Here, we divide the data set into k groups of roughly the equal size, and build $k$ models. In each model, one of the folds is chosen as the validation set while the remaining $k-1$ folds are used for training. Let $MSE_{1}, MSE_{2}, \ldots, MSE_{k}$ denote the individual errors on the $k$ subsets (when they are used for validation), then the estimate of test MSE is \begin{align} MSE = \frac{1}{k}\sum_{i=1}^{k}MSE_{i} \end{align}
Typically, $k = 5, 10$. Leave one out CV is a special case of $k$-fold CV. The MSE calculated above can help determine the best flexibility to chose for a given model (using the minima of MSE vs fliexibility) or help compare different types of models using the value of MSE.
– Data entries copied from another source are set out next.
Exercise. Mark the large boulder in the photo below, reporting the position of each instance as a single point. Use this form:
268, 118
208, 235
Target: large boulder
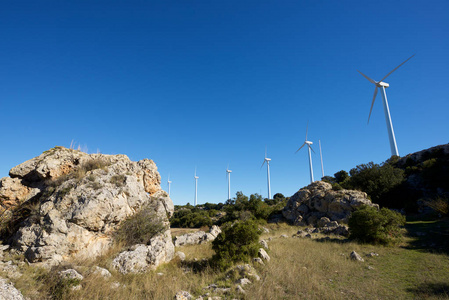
141, 258
75, 201
8, 291
198, 237
311, 204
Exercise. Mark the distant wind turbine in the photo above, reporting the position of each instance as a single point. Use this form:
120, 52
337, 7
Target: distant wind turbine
382, 85
321, 156
267, 160
196, 188
308, 143
168, 182
228, 174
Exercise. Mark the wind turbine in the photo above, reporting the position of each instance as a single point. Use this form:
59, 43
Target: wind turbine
382, 85
321, 156
228, 174
196, 188
308, 143
168, 182
267, 160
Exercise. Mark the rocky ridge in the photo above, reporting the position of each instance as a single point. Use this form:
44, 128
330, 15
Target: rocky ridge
66, 203
318, 205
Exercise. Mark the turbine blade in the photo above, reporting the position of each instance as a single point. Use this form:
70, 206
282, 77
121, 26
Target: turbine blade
311, 149
300, 147
372, 103
396, 68
369, 79
307, 129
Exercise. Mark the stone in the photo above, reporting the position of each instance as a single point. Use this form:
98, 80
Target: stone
10, 269
80, 200
198, 237
355, 256
319, 205
239, 289
102, 272
70, 274
8, 291
183, 295
243, 281
264, 244
142, 258
264, 255
180, 255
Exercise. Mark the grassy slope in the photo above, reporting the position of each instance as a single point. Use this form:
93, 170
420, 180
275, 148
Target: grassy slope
299, 269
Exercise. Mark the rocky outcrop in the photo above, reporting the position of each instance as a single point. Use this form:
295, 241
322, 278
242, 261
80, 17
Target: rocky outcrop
75, 201
141, 258
8, 291
318, 200
198, 237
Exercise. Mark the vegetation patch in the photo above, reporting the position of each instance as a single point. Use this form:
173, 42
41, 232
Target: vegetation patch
140, 227
370, 225
237, 242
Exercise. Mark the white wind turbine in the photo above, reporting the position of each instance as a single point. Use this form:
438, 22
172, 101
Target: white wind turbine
196, 188
321, 156
228, 175
382, 85
168, 182
308, 143
267, 160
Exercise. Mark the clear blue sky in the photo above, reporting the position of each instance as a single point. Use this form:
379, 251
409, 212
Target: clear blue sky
207, 83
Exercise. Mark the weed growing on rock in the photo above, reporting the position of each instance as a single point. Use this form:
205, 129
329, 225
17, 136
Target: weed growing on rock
236, 242
140, 228
118, 180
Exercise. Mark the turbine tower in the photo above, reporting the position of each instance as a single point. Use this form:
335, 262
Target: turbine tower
228, 173
267, 160
196, 188
382, 85
321, 156
168, 182
308, 143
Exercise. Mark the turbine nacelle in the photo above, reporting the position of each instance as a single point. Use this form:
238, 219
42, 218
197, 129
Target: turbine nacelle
384, 84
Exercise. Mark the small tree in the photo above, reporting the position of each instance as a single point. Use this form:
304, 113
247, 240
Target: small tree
236, 242
370, 225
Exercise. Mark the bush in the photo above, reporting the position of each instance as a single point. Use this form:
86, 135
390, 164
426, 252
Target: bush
140, 227
236, 242
370, 225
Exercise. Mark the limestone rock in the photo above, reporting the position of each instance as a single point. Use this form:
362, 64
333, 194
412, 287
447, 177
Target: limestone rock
355, 256
70, 274
317, 201
264, 244
79, 200
198, 237
102, 272
141, 258
8, 291
183, 295
180, 255
264, 255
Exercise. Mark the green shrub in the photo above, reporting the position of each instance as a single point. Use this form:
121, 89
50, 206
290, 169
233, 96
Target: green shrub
370, 225
140, 227
236, 242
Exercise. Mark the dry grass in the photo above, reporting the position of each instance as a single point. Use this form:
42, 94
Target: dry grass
299, 269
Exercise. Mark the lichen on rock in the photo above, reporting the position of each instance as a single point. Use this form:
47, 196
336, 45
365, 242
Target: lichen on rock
75, 202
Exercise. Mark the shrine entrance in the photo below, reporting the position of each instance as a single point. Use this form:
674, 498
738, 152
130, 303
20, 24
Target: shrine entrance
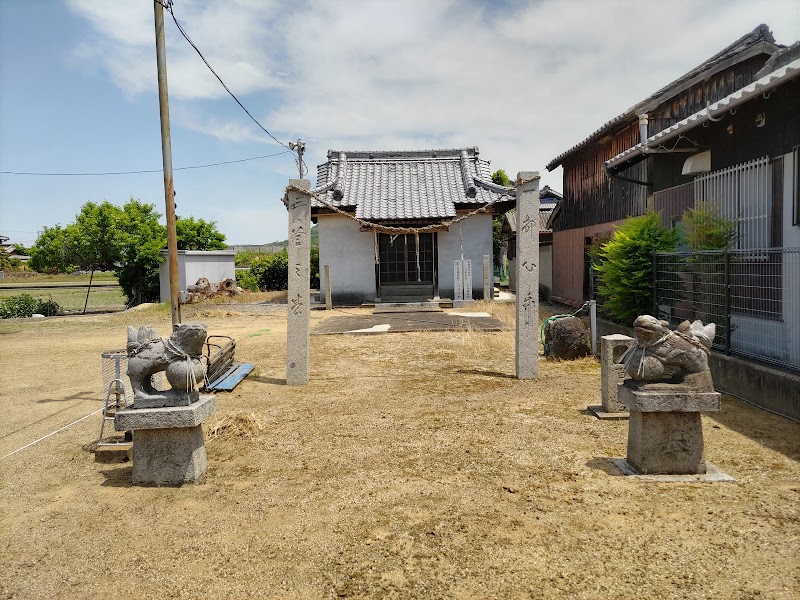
405, 273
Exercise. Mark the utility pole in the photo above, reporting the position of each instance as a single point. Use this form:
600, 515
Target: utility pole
300, 147
166, 152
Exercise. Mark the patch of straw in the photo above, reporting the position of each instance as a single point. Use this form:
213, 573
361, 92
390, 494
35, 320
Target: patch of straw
236, 425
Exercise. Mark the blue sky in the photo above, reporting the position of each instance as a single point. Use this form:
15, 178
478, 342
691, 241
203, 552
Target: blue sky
523, 81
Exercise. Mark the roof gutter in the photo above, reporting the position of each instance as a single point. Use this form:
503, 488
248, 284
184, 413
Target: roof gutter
712, 113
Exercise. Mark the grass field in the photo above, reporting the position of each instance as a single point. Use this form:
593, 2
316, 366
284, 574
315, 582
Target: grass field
31, 278
71, 300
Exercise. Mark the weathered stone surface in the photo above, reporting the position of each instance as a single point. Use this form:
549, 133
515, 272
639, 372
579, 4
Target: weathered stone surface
527, 266
566, 339
666, 398
169, 456
666, 443
169, 417
297, 334
113, 453
669, 356
178, 357
612, 373
488, 278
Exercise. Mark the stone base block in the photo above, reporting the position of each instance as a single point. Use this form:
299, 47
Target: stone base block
666, 443
605, 415
169, 456
168, 442
113, 453
713, 474
165, 417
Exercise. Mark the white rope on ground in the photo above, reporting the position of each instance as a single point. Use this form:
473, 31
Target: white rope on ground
389, 229
51, 433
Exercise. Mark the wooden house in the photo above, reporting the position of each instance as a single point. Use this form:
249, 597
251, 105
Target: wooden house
636, 160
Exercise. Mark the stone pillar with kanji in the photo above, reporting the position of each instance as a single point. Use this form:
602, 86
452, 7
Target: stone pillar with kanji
299, 294
527, 338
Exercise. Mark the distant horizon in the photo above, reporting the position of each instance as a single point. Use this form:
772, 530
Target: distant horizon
79, 92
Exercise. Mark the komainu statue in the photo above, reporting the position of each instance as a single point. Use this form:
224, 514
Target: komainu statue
662, 355
179, 356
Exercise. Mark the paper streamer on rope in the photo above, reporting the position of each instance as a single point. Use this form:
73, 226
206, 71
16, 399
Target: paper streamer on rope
395, 230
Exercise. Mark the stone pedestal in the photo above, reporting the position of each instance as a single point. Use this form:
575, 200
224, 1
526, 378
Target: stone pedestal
612, 373
665, 434
168, 443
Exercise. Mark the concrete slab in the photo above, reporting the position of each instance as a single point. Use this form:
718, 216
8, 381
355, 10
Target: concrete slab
712, 475
404, 322
403, 307
113, 453
600, 413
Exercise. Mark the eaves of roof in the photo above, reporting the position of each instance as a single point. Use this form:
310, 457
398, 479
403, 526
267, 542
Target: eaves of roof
407, 185
758, 40
713, 112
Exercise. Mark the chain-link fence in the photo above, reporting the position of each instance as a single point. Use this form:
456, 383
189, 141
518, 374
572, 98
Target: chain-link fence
753, 296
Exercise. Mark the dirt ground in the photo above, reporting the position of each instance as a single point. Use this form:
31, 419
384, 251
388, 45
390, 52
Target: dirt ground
413, 465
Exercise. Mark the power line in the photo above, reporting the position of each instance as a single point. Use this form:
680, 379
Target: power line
168, 5
226, 162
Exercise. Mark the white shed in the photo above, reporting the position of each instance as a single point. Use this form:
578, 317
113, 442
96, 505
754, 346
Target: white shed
214, 265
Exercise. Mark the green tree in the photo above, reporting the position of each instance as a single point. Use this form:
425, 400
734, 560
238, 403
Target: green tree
127, 240
49, 253
625, 265
706, 229
197, 234
271, 272
140, 240
91, 240
501, 178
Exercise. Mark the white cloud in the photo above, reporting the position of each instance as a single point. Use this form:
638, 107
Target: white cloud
524, 81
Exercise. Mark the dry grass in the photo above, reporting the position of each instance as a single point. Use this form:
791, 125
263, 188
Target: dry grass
239, 425
413, 465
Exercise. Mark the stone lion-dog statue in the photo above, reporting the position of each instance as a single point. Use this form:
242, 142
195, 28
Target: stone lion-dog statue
663, 355
180, 358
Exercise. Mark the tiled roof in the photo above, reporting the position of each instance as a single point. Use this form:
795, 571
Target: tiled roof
397, 186
758, 35
713, 112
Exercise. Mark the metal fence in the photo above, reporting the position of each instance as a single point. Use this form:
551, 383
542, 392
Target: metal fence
753, 296
743, 194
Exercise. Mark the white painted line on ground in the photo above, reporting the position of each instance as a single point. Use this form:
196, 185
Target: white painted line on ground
52, 433
375, 329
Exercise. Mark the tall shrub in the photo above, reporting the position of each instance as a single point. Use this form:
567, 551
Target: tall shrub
706, 229
272, 271
625, 265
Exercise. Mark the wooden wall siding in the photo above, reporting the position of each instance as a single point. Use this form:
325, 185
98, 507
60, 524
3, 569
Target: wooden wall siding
568, 259
701, 94
590, 196
673, 202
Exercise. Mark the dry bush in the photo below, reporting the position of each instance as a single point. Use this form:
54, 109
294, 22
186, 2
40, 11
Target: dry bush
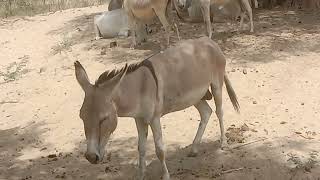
32, 7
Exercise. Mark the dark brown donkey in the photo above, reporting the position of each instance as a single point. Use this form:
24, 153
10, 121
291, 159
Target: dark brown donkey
166, 82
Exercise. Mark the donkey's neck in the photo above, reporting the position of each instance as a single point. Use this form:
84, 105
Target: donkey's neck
137, 92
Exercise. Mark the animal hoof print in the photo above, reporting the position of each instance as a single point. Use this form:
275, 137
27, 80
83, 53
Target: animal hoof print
192, 154
224, 147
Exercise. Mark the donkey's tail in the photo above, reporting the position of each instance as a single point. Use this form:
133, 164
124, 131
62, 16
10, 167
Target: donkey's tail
232, 94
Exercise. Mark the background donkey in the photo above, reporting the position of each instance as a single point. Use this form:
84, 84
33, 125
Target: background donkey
166, 82
142, 11
231, 8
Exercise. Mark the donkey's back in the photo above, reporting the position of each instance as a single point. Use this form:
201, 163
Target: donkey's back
185, 72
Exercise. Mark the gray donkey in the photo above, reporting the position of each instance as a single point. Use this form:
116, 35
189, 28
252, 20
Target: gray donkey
176, 79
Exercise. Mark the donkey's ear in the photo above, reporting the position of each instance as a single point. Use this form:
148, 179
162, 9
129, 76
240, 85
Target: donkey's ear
114, 83
81, 76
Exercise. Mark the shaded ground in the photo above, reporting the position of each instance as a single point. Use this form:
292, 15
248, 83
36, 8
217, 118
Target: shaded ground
275, 73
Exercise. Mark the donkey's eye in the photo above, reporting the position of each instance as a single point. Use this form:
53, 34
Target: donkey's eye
103, 119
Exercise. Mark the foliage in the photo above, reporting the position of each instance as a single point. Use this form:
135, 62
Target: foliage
32, 7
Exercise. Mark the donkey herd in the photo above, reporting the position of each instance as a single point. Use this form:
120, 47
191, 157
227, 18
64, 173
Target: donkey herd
188, 74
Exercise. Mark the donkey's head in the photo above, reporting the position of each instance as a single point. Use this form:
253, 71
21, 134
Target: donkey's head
98, 112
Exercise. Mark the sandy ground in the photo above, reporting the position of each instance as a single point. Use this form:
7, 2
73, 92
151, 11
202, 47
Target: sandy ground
275, 73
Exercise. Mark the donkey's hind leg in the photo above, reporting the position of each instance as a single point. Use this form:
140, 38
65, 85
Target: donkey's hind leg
217, 94
205, 112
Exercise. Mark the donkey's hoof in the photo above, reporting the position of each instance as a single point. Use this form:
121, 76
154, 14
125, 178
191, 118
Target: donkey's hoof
193, 154
224, 145
166, 177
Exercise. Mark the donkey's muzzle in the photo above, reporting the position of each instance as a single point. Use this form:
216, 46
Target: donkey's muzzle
93, 158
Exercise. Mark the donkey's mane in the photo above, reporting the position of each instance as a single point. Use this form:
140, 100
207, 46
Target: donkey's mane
107, 75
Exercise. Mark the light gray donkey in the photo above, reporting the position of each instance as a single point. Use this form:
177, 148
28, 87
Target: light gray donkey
176, 79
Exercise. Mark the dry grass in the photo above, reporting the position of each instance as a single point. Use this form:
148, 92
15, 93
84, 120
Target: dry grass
32, 7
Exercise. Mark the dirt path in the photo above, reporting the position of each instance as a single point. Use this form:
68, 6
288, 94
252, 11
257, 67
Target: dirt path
275, 73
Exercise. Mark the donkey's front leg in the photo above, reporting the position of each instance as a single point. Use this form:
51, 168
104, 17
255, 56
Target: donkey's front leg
142, 128
160, 148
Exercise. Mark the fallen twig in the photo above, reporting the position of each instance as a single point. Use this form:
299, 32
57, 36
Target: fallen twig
8, 102
231, 170
309, 138
248, 143
226, 172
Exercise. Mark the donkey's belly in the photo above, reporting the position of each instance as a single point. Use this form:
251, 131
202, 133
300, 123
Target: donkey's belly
179, 100
144, 13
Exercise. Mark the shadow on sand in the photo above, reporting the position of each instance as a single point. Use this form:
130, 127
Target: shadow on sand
259, 161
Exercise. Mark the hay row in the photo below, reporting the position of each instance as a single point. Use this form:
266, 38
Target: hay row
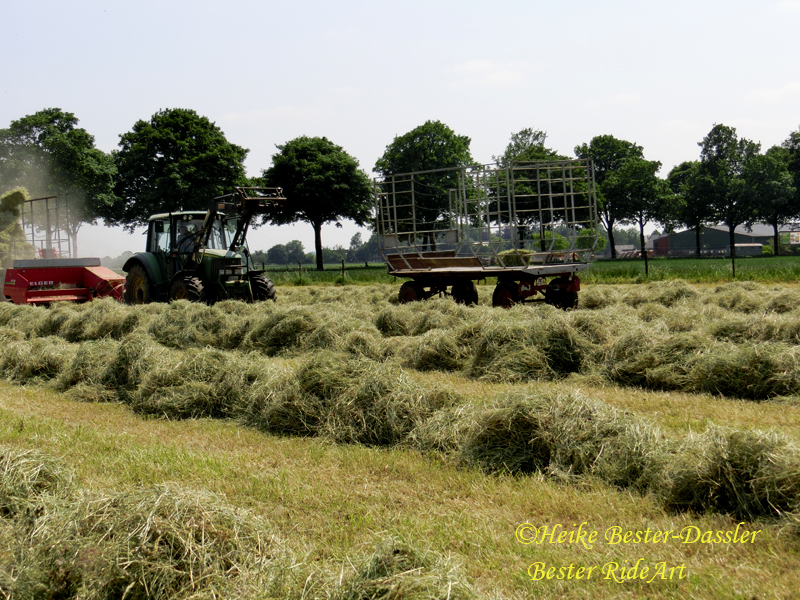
168, 542
667, 337
357, 400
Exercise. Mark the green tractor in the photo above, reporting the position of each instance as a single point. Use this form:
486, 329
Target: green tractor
202, 256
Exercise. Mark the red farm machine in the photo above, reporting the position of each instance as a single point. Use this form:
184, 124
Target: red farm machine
532, 226
195, 255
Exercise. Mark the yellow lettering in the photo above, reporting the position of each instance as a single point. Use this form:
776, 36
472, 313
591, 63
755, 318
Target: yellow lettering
689, 529
538, 571
610, 570
660, 571
614, 537
524, 532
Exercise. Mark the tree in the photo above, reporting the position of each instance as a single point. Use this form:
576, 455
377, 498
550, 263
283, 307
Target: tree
792, 146
608, 154
695, 210
178, 160
526, 145
322, 183
723, 160
12, 238
640, 196
429, 147
277, 255
49, 155
770, 187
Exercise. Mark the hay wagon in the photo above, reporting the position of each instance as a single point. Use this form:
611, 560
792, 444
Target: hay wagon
532, 226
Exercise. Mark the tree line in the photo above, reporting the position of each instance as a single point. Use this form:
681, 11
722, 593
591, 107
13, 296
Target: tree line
179, 160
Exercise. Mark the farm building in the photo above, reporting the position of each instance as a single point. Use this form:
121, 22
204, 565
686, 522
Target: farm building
715, 240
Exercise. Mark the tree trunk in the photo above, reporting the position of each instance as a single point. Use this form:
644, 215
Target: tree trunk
697, 232
318, 244
611, 244
776, 244
643, 245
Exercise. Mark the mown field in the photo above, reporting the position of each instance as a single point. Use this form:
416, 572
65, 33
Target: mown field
766, 269
337, 445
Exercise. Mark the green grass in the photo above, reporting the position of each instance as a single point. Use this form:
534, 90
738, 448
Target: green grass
348, 422
331, 505
767, 269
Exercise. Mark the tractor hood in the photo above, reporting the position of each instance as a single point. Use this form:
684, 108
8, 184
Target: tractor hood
218, 253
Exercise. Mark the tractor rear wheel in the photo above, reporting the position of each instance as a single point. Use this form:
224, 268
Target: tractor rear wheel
139, 287
262, 288
505, 294
410, 291
559, 296
465, 292
187, 288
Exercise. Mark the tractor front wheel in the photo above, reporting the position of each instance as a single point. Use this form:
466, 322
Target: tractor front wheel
138, 286
262, 287
187, 288
410, 291
465, 292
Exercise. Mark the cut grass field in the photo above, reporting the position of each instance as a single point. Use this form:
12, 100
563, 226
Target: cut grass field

$k$-fold CV is preferable over LOOCV not just because of computational issues, but also due to a bias variance tradeoff. Note that the more data we use, it is expected that we will have less bias. By this logic, we expect LOOCV to have a low bias compared to $k$-fld CV. However, variance is also of interest in a statistical model. The $n$ models that we fit in LOOCV are correlated with one another, since we have almost identical data sets being used for training. Hence, the average of the MSE’s of such correlated models will tend to have a higher variance. On the other hand, $k$-fold CV effectively creates less correlated models which have quite lower variance in comparison. Hence $k$-fold CV is preferable in most of the cases. \begin{align} Var(X + Y) = Var(X) + Var(Y) + 2Cov(X,Y) \end{align} Hence, higher the correlation, higher the variance of sum of two random variables.